Similarly, the Ashley Madison hackers released portions of Ashley Madison’s source code, which means that other hackers can now study it at their leisure and attempt to find additional security vulnerabilities. As with personal information, source code or simply an explanation of how a successful hack took place can be sold to third parties for future use.
Companies that lose personal information about users or employees also have to send out legally mandated notifications. Currently, 47 states have mandatory disclosure requirements, almost none of which are the same. Moreover, the required form that needs to be used is generally governed by the residence of the affected individual, not where the breach took place. Thus, if a company has a breach involving employees living in 25 states, it should be assumed that many different kinds of notices will need to be sent to different groups of employees.
Data breaches may also affect security clearances for government projects, customer confidence, employee morale, and a host of other issues.
Have A Data Breach Plan
Given the reliance most businesses place on their computer systems, it has become critical that companies create and update response plans for data breaches. Although not intended to be comprehensive, the following list contains items that all companies should be thinking about:
• Has your system been tested for vulnerabilities? Do you know how difficult it would be to hack into your system, or for someone to gain physical access?

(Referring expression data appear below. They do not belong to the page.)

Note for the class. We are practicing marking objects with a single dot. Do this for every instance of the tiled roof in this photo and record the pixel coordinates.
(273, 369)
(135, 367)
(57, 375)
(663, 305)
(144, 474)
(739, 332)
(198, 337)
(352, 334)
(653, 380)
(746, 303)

• Do you provide any employee training on using strong passwords; periodically updating passwords; knowing how to spot potential phishing emails; and the necessity of keeping USB drives, cell phones, and laptops secure?
• Is your system sufficiently backed up? If necessary, for example, in the event ransomware infects your system, could you simply delete the affected files and replace them in a few hours? And is your backup stored such that it is itself vulnerable to hacks?
• Do you monitor who is downloading what data? Do you have an employee downloading excessive amounts of files, especially one who might have been passed over for a promotion or who has resigned and is merely closing out a few final tasks before leaving?
• Do you have cyber insurance? Policies have become commonplace, and companies should strongly consider speaking to their current broker about such a policy or even consulting a specialty broker about adding and regularly updating coverage. If you do have coverage, who is your point of contact at the insurer to report a breach?
• Do you have a designated law enforcement contact, for example at the FBI, in the event of a data breach?
• Do you have a public relations policy established in the event of a data breach? What will you do if, for example, someone publicly announces they have hacked your site and will begin releasing sensitive company information in the event you do not withdraw from consideration of and publicly condemn a lucrative project? Who is responsible for speaking to the press?
• In the event you lose sensitive information about your employees or customers, such as addresses and social security numbers, who is going to send out the legally required notices?
Computer systems have revolutionized the way business is done. Although they bring benefits such as increased productivity and connectivity, they also come with a variety of new and ever changing risks. Businesses need to be aware of such risks, and be proactive in implementing plans to address the potential day when a hack or other similar problem occurs.